Una cosa es el artista. Otra cosa es el taller donde trabaja.
En Claude, los artistas son los modelos: Haiku, el miniaturista veloz. Sonnet, el de formato medio que resuelve casi cualquier encargo. Opus, el de la obra grande. Fable, el que ve cosas que los demás todavía no.
Los talleres son otra cosa. Chat es el caballete en la plaza: el artista pinta frente a ti, tú opinas, él corrige. Cowork es el taller renacentista: varios caballetes, encargos en paralelo, le dejas el trabajo y vuelves después. Code es el andamio del fresco: el artista sube al muro del edificio que ya existe y modifica la obra construida.
Aquí está lo importante: cualquier artista puede entrar a cualquier taller.
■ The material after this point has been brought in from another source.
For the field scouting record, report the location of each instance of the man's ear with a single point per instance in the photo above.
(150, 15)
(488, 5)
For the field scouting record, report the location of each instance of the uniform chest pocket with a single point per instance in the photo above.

Subir a Haiku al andamio no lo vuelve mejor pintor. Y poner a Opus en la plaza no le quita talento. Cambiar de taller cambia el alcance del trabajo. Cambiar de artista cambia la calidad de la obra.
Dos decisiones distintas. Dos perillas independientes.
La próxima vez que alguien pregunte cuál IA es mejor, tal vez la pregunta real sea otra: ¿qué obra quieres hacer, y en qué taller se hace esa obra?